Ich schüttle den Kopf. »Das kann nicht sein. Das kann einfach nicht sein! O Gott, o Gott, o Gott!« Meine Atmung gerät nun total außer Kontrolle, ich fange an zu hyperventilieren und mit den Händen zu wedeln. Max wühlt hektisch herum, bis er eine Papiertüte findet. Ich stülpe sie mir rasch über den Mund und atme hinein.

»Das ist ein Trick, oder?«, keuche ich. »Du hast die Fenster präpariert. Mit einer Art Filter oder … einer Leinwand.«

Max schüttelt den Kopf. »Kein Trick.«

Ich beschließe, mich zu kneifen, um zu sehen, ob es hilft. Nicht wirklich, es tut nur weh. Und dann – keine Ahnung, was mich dazu veranlasst – beuge ich mich zu Max und zwicke ihn auch, nur um zu sehen, was passiert. Er brüllt empört auf und schlägt meine Hand weg. Er ist also wenigstens real.

»Hey! Lass das!« Er packt mich an den Schultern und sieht mir in die Augen. »Entspann dich. Atme ruhig durch. Hör zu, du hast einen Schock erlitten. Vielleicht eine Art Gedächtnisverlust oder so, ich weiß es nicht genau. Aber ich verspreche dir, alles wird wieder gut. Okay? Sieh mich an. Alles wird gut.«

Ich starre in seine ruhigen braunen Augen, und mir wird bewusst, dass er recht hat. Ich muss versuchen, mich zu beruhigen, oder zumindest so tun als ob. Ich atme ein paarmal tief durch, und Max löst langsam seine Hände von meinen Schultern.

»Tut mir leid«, sage ich. »Ich bin nicht verrückt. Ehrlich, ich fühle mich gut. Ich bin nur … Liegt hier irgendwo die Zeitung von heute? Ich würde gern einen Blick auf das Datum werfen. Wir haben doch 2010, richtig?«

Max zieht seine Augenbrauen hoch. »Ich lese keine Zeitung, aber …«

Er nimmt ein uraltes Handy mit einem gerissenen Display vom Couchtisch und hält es mir vor die Nase. Donnerstag, 22.07.2010. Während ich ungläubig auf das Handy starre, steht er auf, um den Wasserkocher anzustellen.

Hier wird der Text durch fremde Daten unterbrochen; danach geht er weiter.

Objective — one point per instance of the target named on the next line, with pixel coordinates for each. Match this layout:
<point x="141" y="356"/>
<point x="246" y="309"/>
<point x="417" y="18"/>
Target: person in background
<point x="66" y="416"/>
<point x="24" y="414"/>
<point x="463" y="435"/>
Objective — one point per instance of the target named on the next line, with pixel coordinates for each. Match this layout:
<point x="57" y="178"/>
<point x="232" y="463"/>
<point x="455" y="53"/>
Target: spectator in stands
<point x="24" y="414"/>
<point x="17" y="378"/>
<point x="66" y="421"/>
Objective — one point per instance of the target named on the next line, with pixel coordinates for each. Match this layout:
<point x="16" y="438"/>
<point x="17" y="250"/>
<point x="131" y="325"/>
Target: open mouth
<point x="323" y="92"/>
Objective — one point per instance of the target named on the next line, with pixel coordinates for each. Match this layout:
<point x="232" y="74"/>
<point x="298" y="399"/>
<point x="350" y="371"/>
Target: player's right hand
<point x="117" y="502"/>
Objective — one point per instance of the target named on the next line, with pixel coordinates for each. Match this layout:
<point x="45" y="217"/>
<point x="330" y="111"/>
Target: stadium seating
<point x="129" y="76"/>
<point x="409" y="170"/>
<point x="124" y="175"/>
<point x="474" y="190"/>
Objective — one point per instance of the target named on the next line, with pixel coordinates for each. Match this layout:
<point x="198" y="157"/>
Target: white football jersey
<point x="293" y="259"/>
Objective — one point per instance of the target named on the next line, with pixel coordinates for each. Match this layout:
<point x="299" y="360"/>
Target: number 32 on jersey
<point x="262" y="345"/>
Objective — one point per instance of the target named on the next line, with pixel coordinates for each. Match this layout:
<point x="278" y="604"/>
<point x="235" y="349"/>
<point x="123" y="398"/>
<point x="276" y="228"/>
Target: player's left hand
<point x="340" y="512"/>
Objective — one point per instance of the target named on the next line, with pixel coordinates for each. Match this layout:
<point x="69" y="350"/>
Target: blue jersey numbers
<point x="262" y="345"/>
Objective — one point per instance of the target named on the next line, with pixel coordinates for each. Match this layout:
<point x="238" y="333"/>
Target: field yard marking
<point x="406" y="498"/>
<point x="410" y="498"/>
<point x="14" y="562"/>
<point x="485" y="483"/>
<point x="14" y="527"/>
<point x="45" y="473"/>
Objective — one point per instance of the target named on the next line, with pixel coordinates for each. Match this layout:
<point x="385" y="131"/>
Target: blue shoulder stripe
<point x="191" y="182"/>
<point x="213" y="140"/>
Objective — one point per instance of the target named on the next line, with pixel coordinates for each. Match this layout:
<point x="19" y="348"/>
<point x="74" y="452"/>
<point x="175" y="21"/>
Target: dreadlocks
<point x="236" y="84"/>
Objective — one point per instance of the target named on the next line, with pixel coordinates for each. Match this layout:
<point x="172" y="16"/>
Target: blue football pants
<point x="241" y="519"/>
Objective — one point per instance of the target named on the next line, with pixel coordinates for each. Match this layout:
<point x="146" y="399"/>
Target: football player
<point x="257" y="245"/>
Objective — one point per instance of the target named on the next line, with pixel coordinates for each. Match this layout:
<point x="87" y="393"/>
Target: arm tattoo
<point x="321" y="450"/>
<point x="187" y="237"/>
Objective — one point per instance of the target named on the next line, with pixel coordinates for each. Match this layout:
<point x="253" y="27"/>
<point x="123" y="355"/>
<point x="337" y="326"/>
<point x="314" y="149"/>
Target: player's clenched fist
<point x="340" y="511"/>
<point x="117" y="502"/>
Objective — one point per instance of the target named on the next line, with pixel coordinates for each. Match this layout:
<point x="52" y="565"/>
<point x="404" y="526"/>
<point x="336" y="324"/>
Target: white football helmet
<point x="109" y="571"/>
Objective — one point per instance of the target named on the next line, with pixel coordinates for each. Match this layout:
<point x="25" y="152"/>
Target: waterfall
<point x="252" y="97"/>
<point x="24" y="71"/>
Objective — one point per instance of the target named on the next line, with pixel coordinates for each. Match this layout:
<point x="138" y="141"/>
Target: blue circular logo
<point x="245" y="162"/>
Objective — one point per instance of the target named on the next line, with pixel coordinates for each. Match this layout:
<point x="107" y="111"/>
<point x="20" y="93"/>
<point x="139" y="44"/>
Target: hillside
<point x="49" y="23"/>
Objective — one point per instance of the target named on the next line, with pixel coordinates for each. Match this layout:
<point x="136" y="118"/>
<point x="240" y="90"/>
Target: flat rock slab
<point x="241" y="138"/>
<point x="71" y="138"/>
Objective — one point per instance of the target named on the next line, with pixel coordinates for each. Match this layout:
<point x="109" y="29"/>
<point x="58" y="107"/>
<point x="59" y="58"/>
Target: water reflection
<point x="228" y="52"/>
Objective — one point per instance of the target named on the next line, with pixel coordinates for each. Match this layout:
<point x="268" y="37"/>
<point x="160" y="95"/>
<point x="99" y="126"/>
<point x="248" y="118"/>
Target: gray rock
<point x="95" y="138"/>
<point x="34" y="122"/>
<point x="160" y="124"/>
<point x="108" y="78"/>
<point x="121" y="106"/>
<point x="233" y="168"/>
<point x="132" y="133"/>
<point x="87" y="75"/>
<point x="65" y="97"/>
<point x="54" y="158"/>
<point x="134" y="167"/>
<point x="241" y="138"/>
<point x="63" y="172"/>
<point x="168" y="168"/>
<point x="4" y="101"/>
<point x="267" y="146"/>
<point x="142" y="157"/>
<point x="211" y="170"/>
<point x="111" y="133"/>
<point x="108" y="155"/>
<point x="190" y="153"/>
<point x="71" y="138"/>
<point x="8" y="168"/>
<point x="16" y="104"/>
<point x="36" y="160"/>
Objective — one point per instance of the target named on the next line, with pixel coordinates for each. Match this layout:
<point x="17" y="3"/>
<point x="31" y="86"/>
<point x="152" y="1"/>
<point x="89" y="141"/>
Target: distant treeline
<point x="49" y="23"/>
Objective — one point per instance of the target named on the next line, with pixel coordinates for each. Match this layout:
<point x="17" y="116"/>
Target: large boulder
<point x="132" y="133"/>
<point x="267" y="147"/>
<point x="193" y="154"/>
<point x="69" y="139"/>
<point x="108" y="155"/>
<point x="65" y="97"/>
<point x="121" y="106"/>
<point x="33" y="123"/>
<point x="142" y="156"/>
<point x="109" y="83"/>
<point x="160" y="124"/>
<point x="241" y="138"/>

»Kommst du kurz allein klar? Ich will mich nur rasch anziehen«, sagt er. »Bin gleich wieder da.«

»Ja. Ja, ich komm klar.«

Er verschwindet, und ich atme erneut tief ein und aus. Ich spüre, dass meine Panik wieder hochkommt. Was, wenn ich zwinkere und mich plötzlich in … keine Ahnung … in der Wikingerzeit wiederfinde? Oder im alten Ägypten? Wie lange wird das hier so bleiben? Bin ich jetzt für immer zurück? Ich überlege, wen ich anrufen beziehungsweise um Hilfe fragen kann. Ich schätze, ich könnte mich an die Hotline des nationalen Gesundheitsdienstes wenden. »Hi, ich glaube, ich bin in die Vergangenheit gereist. Nein, nicht gravierend, nur sechs Monate. Was würden Sie mir empfehlen?«

»Nimmst du Milch oder Zucker?«

Max erscheint wieder auf der Bildfläche. Er trägt eine scheußliche ausgebeulte Jeans und ein verwaschenes lilafarbenes T-Shirt mit der Aufschrift: MAN OR ASTRO-MAN? Da er Davids Freund ist, hätte ich erwartet, dass er sich eher wie David kleidet – elegant, adrett –, aber er wirkt ziemlich gammelig. Nicht auf eine hipstermäßige Art, sondern auf eine »Ich hab mich im Dunkeln angezogen«-Art. Er hat mit einem Handtuch sein Haar trockengerubbelt, das jetzt ganz verstrubbelt ist.

»Nur Milch. Danke.«

Ich beobachte, wie er die Küchenschränke und den Kühlschrank durchsucht. Seine Arme und Beine sind sehr lang – er muss sich kaum strecken, um an das oberste Regal zu kommen. Ich frage mich, ob Harriet ihn sympathisch finden würde – sie steht auf große Männer. Dann muss ich laut lachen. Ich bin in die Vergangenheit gereist, oder ich habe meinen Verstand verloren, und trotzdem finde ich noch die Zeit, Leute miteinander zu verkuppeln.